Son projet, baptisé « Gender Equals Future : 011 for IT » s’est étalé sur toute l’année 2023.

Visites et rencontres de terrain

Dre Julie Henry s’est attelée à étudier l’existant et, notamment, à s’inspirer des réussites et bonnes pratiques de quelques institutions dispensant des formations numériques en non-mixité, c’est-à-dire avec un public composé uniquement de femmes. Ou présentant un taux de femmes inscrites et participantes de minimum 20%.

« Pour ce faire, nous avons réalisé, au sein de 5 institutions (Interface 3, à Bruxelles et Namur, Becode, Microbus et Executive Master in Digitaland IT Essentials ULB/VUB) 4 observations en formation et 13 entretiens de représentants de formations en non-mixité : directeurs, formateurs, mais aussi participantes afin de connaître ce qu’elles appréciaient, ce qu’elles appréciaient moins, etc.

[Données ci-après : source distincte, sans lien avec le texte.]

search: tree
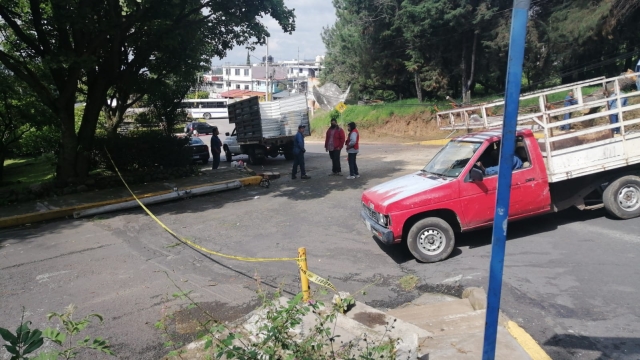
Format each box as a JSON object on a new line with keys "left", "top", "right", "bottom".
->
{"left": 322, "top": 0, "right": 409, "bottom": 100}
{"left": 323, "top": 0, "right": 640, "bottom": 102}
{"left": 0, "top": 67, "right": 51, "bottom": 181}
{"left": 0, "top": 0, "right": 295, "bottom": 184}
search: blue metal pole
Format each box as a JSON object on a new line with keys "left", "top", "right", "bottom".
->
{"left": 482, "top": 1, "right": 530, "bottom": 359}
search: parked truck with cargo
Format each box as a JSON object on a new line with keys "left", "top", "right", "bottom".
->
{"left": 223, "top": 95, "right": 310, "bottom": 165}
{"left": 361, "top": 74, "right": 640, "bottom": 263}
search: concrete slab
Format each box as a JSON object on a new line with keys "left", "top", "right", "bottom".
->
{"left": 387, "top": 298, "right": 475, "bottom": 323}
{"left": 346, "top": 301, "right": 433, "bottom": 338}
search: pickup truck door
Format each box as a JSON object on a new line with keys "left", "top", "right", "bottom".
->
{"left": 458, "top": 142, "right": 545, "bottom": 229}
{"left": 226, "top": 129, "right": 241, "bottom": 153}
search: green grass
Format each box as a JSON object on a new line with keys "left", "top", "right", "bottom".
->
{"left": 310, "top": 99, "right": 443, "bottom": 133}
{"left": 3, "top": 156, "right": 55, "bottom": 189}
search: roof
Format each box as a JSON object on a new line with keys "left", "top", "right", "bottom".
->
{"left": 453, "top": 128, "right": 533, "bottom": 143}
{"left": 219, "top": 90, "right": 265, "bottom": 98}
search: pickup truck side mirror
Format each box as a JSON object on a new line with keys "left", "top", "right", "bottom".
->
{"left": 469, "top": 168, "right": 484, "bottom": 182}
{"left": 225, "top": 132, "right": 230, "bottom": 136}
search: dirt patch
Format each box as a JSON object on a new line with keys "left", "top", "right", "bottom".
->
{"left": 310, "top": 112, "right": 451, "bottom": 144}
{"left": 352, "top": 311, "right": 387, "bottom": 327}
{"left": 173, "top": 300, "right": 260, "bottom": 335}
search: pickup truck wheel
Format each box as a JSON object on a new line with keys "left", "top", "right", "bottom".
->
{"left": 603, "top": 175, "right": 640, "bottom": 219}
{"left": 225, "top": 150, "right": 232, "bottom": 162}
{"left": 407, "top": 217, "right": 455, "bottom": 263}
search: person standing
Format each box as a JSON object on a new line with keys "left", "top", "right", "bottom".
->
{"left": 608, "top": 91, "right": 628, "bottom": 135}
{"left": 560, "top": 91, "right": 578, "bottom": 131}
{"left": 345, "top": 122, "right": 360, "bottom": 179}
{"left": 325, "top": 117, "right": 345, "bottom": 176}
{"left": 292, "top": 125, "right": 310, "bottom": 180}
{"left": 210, "top": 126, "right": 222, "bottom": 169}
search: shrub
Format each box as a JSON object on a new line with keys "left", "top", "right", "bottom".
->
{"left": 13, "top": 126, "right": 60, "bottom": 157}
{"left": 91, "top": 131, "right": 192, "bottom": 173}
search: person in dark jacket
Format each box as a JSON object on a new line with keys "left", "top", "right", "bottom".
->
{"left": 292, "top": 125, "right": 310, "bottom": 180}
{"left": 210, "top": 127, "right": 222, "bottom": 170}
{"left": 325, "top": 118, "right": 346, "bottom": 176}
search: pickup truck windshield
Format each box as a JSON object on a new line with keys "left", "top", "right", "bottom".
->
{"left": 423, "top": 141, "right": 482, "bottom": 177}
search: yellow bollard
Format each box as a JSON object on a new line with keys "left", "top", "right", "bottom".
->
{"left": 298, "top": 247, "right": 310, "bottom": 301}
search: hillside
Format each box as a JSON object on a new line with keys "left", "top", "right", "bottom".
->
{"left": 310, "top": 100, "right": 452, "bottom": 143}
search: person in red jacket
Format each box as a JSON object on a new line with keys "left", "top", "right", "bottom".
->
{"left": 325, "top": 117, "right": 346, "bottom": 176}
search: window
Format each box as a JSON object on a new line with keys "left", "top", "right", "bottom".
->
{"left": 423, "top": 141, "right": 481, "bottom": 178}
{"left": 474, "top": 138, "right": 529, "bottom": 177}
{"left": 224, "top": 69, "right": 229, "bottom": 75}
{"left": 236, "top": 84, "right": 240, "bottom": 89}
{"left": 234, "top": 69, "right": 240, "bottom": 76}
{"left": 244, "top": 85, "right": 249, "bottom": 90}
{"left": 244, "top": 69, "right": 249, "bottom": 76}
{"left": 216, "top": 84, "right": 223, "bottom": 89}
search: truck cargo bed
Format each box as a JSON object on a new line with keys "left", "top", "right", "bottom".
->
{"left": 437, "top": 74, "right": 640, "bottom": 183}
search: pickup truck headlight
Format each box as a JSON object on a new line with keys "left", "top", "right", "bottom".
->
{"left": 378, "top": 213, "right": 388, "bottom": 226}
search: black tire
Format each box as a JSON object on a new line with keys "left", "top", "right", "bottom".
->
{"left": 225, "top": 150, "right": 233, "bottom": 162}
{"left": 283, "top": 142, "right": 294, "bottom": 160}
{"left": 284, "top": 151, "right": 294, "bottom": 161}
{"left": 248, "top": 152, "right": 264, "bottom": 165}
{"left": 203, "top": 113, "right": 211, "bottom": 119}
{"left": 603, "top": 175, "right": 640, "bottom": 219}
{"left": 407, "top": 217, "right": 455, "bottom": 263}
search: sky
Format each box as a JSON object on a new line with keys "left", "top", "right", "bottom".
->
{"left": 212, "top": 0, "right": 336, "bottom": 66}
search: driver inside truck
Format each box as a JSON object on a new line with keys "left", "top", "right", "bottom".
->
{"left": 475, "top": 142, "right": 523, "bottom": 176}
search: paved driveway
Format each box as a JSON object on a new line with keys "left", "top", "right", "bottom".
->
{"left": 1, "top": 143, "right": 639, "bottom": 359}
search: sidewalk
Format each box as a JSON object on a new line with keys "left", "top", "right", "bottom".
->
{"left": 0, "top": 165, "right": 261, "bottom": 228}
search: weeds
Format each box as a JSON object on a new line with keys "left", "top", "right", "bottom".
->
{"left": 158, "top": 271, "right": 399, "bottom": 360}
{"left": 0, "top": 305, "right": 114, "bottom": 360}
{"left": 399, "top": 275, "right": 419, "bottom": 291}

Partant de là, des recommandations d’actions ont été rédigées. »

Davantage de confiance en soi

« À la question “Que mettre en place pour attirer les femmes dans les formations relevant du numérique?”, nous répondons par des recommandations visant à déconstruire les stéréotypes. Ceux-ci déforment les représentations, engendrent un sentiment d’illégitimité chez les femmes et leur font renoncer à des métiers considérés comme masculins (et aux formations associées). »

Un exemple de bonne action ? Former les enseignants de tous les niveaux aux stéréotypes de genre. « Par exemple, le fait qu’ils laissent davantage de temps aux garçons de s’exprimer en classe. Et qu’à cause de cela, les filles s’habituent à moins prendre la parole, à moins interagir. » Et finalement à se mettre d’elles-mêmes de côté.

Permettre aux filles d’avoir davantage confiance en elles est une des clés à leur inclusion dans les filières numériques et STEM. Pour ouvrir la voie aux enseignants, Julie Henry est en train de plancher sur une formation visant spécifiquement à dégenrer le matériel pédagogique et l’enseignement.

A noter que, « les filles sont bien moins nombreuses que les garçons à penser avoir le niveau pour suivre une formation relevant du numérique (43% contre 78%), et leurs parents sont du même avis. À la lumière de ces éléments, il apparaît également essentiel de sensibiliser ces derniers. »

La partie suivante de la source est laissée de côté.